Welo Data works with technology companies to provide datasets that are high-quality, ethically sourced, relevant, diverse, and scalable to supercharge their AI models. Help us elevate our clients' Data at Welo Data. In this role, you will be instrumental in refining and evaluating large language models (LLMs). You'll design prompts, create high-quality datasets, and perform rigorous analysis to directly improve the functionality, accuracy, and safety of cutting-edge AI systems. Your expertise will help us build smarter, more reliable, and more helpful technology.
Requirements
- Proven experience in a role involving AI data annotation, content quality review, search quality rating, or prompt engineering.
- Ability to interpret code, datasets, and system workflows at a conceptual level (no coding required).
- Familiarity with data annotation platforms and model evaluation tools.
- Direct experience with generative AI tools for text, voice, or video.
- Background in QA testing, rubric design, or AI safety and ethics evaluation.
Responsibilities
- Design, test, and iteratively refine complex and creative prompts to enhance AI model capabilities in reasoning, instruction following, and contextual understanding.
- Conduct rigorous side-by-side (SxS) comparisons of AI-generated outputs, providing detailed rationales and quality ratings to identify the superior response.
- Develop "golden" datasets, ideal responses, and granular evaluation rubrics to serve as benchmarks for model training and performance analysis.
- Engineer adversarial prompts and red-team scenarios to systematically identify model vulnerabilities, biases, and safety gaps across various policies (e.g., Harassment, Hate Speech, Dangerous Content).
- Create, annotate, and review diverse datasets across text, audio, and video formats to support model training and localization.
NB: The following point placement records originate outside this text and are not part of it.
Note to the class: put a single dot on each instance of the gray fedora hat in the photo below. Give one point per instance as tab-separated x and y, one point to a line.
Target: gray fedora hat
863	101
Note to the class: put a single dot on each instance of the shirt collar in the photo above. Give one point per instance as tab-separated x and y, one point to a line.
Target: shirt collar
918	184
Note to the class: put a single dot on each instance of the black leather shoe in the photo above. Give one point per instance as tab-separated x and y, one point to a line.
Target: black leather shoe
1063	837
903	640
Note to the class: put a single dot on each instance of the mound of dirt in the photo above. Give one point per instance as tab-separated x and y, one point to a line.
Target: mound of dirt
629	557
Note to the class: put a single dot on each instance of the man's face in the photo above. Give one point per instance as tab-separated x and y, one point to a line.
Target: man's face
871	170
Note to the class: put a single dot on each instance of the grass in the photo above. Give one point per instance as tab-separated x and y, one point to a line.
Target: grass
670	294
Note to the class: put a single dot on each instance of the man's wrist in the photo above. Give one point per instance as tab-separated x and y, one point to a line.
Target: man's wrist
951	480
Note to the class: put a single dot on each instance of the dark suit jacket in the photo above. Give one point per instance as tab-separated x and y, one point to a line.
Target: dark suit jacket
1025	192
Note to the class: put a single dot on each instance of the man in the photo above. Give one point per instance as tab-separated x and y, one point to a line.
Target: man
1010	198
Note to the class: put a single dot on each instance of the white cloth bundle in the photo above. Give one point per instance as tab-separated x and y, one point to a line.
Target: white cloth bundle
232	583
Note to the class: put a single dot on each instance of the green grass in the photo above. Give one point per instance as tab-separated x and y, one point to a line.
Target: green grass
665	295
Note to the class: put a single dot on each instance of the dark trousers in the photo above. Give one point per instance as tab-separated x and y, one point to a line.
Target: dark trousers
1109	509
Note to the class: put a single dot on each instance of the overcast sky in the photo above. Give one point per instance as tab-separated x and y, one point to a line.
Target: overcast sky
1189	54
- Perform in-depth fact-checking and analysis to ensure model responses are accurate, relevant, and grounded in reliable sources.
- Analyze model outputs to identify trends, document error patterns, and categorize failures, providing actionable feedback to engineering teams.
Other
- Bachelor's degree or equivalent experience in Linguistics, Computational Linguistics, Communications, Technical Writing, or a related analytical field.
- Native or near-native fluency in English with exceptional writing and editorial skills.
- A highly detail-oriented and analytical mindset, with the ability to deconstruct complex instructions and evaluate outputs with precision.
- Ability to work independently and manage workflows effectively in a remote environment.
- Multilingual proficiency in one or more languages in addition to English.